Who will claim statistical support of good governance when MRFSS (marine recreational fishing statistics survey) has all of MD --everyone-- catching 1,355 sea bass last year: All Year. I caught more than that in one day with scientists aboard in 2002, we tagged 1,150 of 'em. Still, the 1,355 catch-estimate snuck through and became "The Best Science Available."
MRFSS also has MD party/charter boats catching 11 (yes, eleven) tautog in all of 2009. We're allowed 4 per person.. This estimate is so poor I can not approximate what percentage it is wrong by..
With absolute certainty these estimates are provably wrong. There are many more. Even following out the PSEs --the "plus or minus such & so percent" that is the hallmark of statistics-- does not put these estimates in the ballpark.
They're just Bad Statistics.
So too is MRFSS' 2009 Massachusetts private boat catch-estimate: Where a steady +-13,000 sea bass in July/August for years jumped to 167,000 in July/August of last year.
..there our troubles began.
It is part of the reason why we have replaced MRFSS with MRIP - That MA 2 month wave estimate and others will become textbook classics.
I can not prove that MA did not catch insane numbers of sea bass last year, nor can I push with a string.
No one can disprove too high an estimate.
But many can disprove when they're too low.
Continued governance with centerpoints of outrageously invalid statistical catch estimates is destroying many businesses.
I plead Mercy..
This "Best Science Available" is a statistical spread -- No statistician asserts that the centerpoint has any special validity other than being a single point: The true and correct number of fish caught, were it discoverable, is often somewhere in the statistical spread, though sometimes far outside it.
Management Must be Allowed, Must be Trusted, Must be Encouraged to find truer estimates by the many means available. To sentence us to bankruptcy because "It's the best science available" is disingenuous. Using these statistical centerpoints is management's policy.

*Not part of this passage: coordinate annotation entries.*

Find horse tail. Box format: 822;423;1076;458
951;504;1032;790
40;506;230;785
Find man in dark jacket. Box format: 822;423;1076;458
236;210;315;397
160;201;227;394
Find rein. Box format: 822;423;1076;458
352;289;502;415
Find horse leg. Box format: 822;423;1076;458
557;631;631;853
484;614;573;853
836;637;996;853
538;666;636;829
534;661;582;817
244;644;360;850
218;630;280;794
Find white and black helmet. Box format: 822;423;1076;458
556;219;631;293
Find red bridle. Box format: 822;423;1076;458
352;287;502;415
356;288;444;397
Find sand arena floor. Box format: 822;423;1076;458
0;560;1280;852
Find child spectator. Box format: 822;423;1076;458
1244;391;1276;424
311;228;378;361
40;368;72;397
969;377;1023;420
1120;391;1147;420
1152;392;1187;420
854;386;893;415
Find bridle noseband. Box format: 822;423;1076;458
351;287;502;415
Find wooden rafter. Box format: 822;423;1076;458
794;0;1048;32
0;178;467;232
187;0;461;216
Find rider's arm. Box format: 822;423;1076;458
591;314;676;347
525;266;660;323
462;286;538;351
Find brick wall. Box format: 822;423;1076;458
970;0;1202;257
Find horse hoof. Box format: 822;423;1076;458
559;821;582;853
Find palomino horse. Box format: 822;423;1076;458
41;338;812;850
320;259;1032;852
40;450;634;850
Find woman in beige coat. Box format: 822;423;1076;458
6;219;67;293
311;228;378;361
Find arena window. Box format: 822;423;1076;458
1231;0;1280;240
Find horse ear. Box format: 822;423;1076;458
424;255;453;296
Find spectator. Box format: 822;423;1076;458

It's not at all the best science: Perhaps it's not science at all to take a full and complete statistical answer to the query "How many were caught?" and only use a single point amidst many.
We rebuilt the sea bass fishery, sans management's use of habitat fidelity nor even discovery of EFH in shallow water, with never more than a month's closure.
The various regional stocks could be taken to great heights, far above rebuilding targets, should we discover our region's nearshore coral reefs and manage within the facts of how these fish behave in response to habitat.
This system's subordinates only use the data because they will get fired if they don't. There are but a few mahogany desks with large widowed offices where this data and its use are defended, where regulators rely utterly on previous policy interpretations, where those charged with watching over fish and fishers may yet allow these data sets to bankrupt industry without the greatest of benefit in emergency circumstance to the fish: It may be the poorest fisheries governance I've yet seen.
Bad data must lead to bad decisions.
There is no law that the centerpoint of catch estimates must be used. It is science of convenience, not the 'best available.' It is not even the interpretation of a regulation that has brought so many in the recreationally associated trades to a precipice from which we may not escape..
"Used your home to secure a boat loan?" Too bad. Nevermind the quality of the data. It's policy.
Fishers need an appeal, a review of the centerpoint with a stop-work order on the process while regulations return to what always worked in previous years.
Many in top management positions are new and may very well be interested in doing this policy review among others already underway.
Fishers didn't mess this one up; We didn't overfish.
The policy of using a single point of data --no matter how putrid-- did.
It's creating havoc and needs to be stopped.
Sliding the catch estimate along these huge PSEs would restore faith in governance.